«Dopo Al Bano e Romina, noi eravamo i Metallica»

Dietro le quinte di Sanremo con Luca Chiaravalli direttore d’orchestra e autore del brano di Nek: «Il Festival? Caos ordinato. Conti è l’uomo giusto»

Per uno il cui motto è «nonostante tutto resto a Galla» mettersi alla prova in una città di mare è un gioco da ragazzi. Se poi la città altro non è che Sanremo nella settimana del Festival l’equazione è presto fatta: stiamo parlando del maestro Luca Chiaravalli. Compositore, arrangiatore, produttore musicale e direttore d’orchestra d’eccezione per Nek sul palco dell’Ariston.
Com’è come non è, la sua presenza non passa mai inosservata. E anche in questa occasione Chiaravalli è unico: il suo modo di dirigere l’orchestra della Rai è un concentrato di potenza forse poco ortodosso per i canoni della kermesse, ma di sicuro impatto. «Sono fatto così, mica puoi snaturarti nella musica altrimenti si capisce lontano un miglio che stai prendendo in giro chi ti ascolta» confida Chiaravalli tra una prova e l’altra.

In realtà il maestro gallaratese è un habituee della Città dei Fiori. Nel 2002, infatti, come più giovane direttore d’orchestra della kermesse diresse una quattordicenne Anna Tatangelo che stravinse la sezione Nuove Proposte con “Doppiamente fragili”. Di anni ne sono passati 12, di acqua sotto i ponti della sua carriera ancora di più. E infatti «me la vivo molto più sereno, consapevole, direi tranquillo per quanto questo termine cozzi non poco con quel “caos ordinato”

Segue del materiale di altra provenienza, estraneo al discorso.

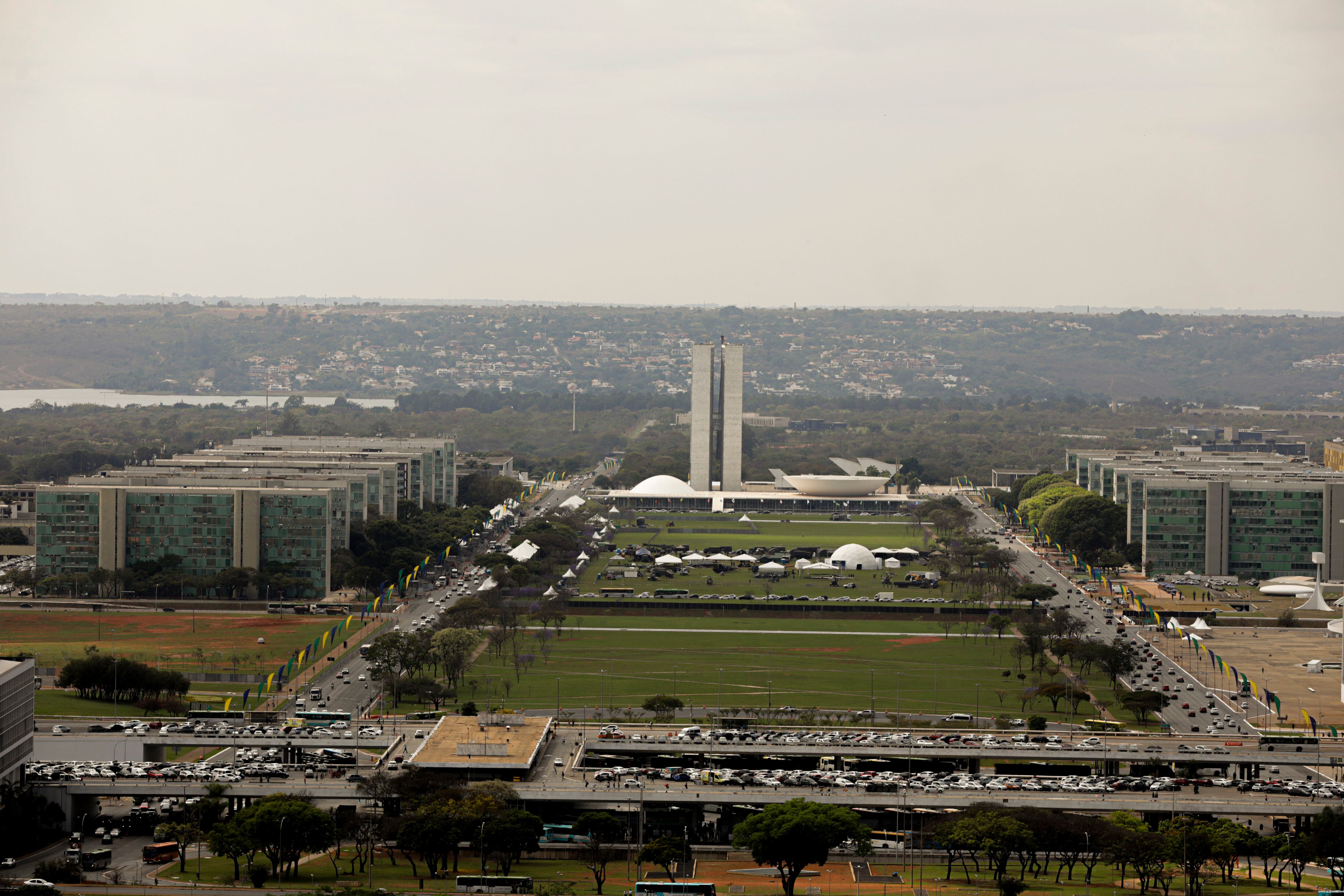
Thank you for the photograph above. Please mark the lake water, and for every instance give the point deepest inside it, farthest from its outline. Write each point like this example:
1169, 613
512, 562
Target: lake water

che è il Festival» racconta Chiaravalli.
L’avventura a fianco di Nek (al secolo Filippo Neviani) sul palco dell’Ariston «è nata la scorsa estate, mentre stavamo lavorando insieme al suo nuovo disco (in uscita il 10 marzo, ndr). L’abbiamo scritto tutto insieme, lui aveva voglia di girare pagina e proporre al pubblico un Nek 2.0. Ci hanno fatti conoscere e c’è stata subito sintonia» svela il maestro. Pronti, via ed erano in studio a scrivere: «Una bellissima esperienza anche perché, al di là della sua formidabile presenza scenica, Filippo è un talento musicale a tutto tondo; nel disco ha suonato le chitarre ma anche basso e batteria».

E già nel brano sanremese “Fatti avanti amore” spicca la firma di Chiaravalli su un azzeccatissimo sound rock. Tanto che è il brano sanremese più trasmesso dalle radio e svetta anche nelle visualizzazioni su YouTube. «Pensare che siamo arrivati in Riviera convinti di avere il meno sanremese dei pezzi in gara – confida ora Chiaravalli – e invece abbiamo avuto un ottimo riscontro. Chissà… Di certo la prima serata, entrando dopo Al Bano e Romina, sembravamo i Metallica». Dici poco.
Ma alla fine questo benedetto Festival, visto da dentro, com’è? «A me piace, e pure parecchio – il parere di Chiaravalli – Soprattutto Carlo Conti è una bella sorpresa, con una conduzione snella ed efficace. È bello il suo approccio dietro le quinte, sempre presente, con l’occhio su tutto ma senza mettere becco in niente. E poi ha un grande rispetto per la musica e per tutti coloro che ci lavorano intorno, non solo i cantanti ma anche personaggi secondari come per esempio i direttori d’orchestra…» sorride il maestro.

Tanta stima per Anna Tatangelo («è diventata una donna, ma per me è sempre la mia Annina») e Chiara Galiazzo (che proprio Chiaravalli fece vincere a X Factor con “Due respiri” scritta a quattro mani con Eros Ramazzotti). E poi nuove collaborazioni nate quasi per caso con i giovani Lorenzo («lo aspettavo al varco e devo dire che in italiano è ancora più originale che in inglese») e i Dear Jack. «Ho regalato un pezzo a entrambi per i loro dischi» rivela Chiaravalli. Che, dopo le ultime quarantotto ore di tour de force verso la finalissima di domani sera, ha già in mano un biglietto per gli States dove andrà «a scrivere, a 360 gradi. Mi manca, ne sento l’esigenza. Anche perché ho il cassetto vuoto e non va per niente bene».
Se chiedere pronostici non è mai carino, e farsi rispondere ancora più difficile, Chiaravalli non si nasconde: «Mi piacciono molto le canzoni di Annalisa, Masini e anche de Il Volo, che a ben guardare visto il contesto potrebbe vincere a mani basse». Perché ,in fondo, Sanremo è (sempre) Sanremo.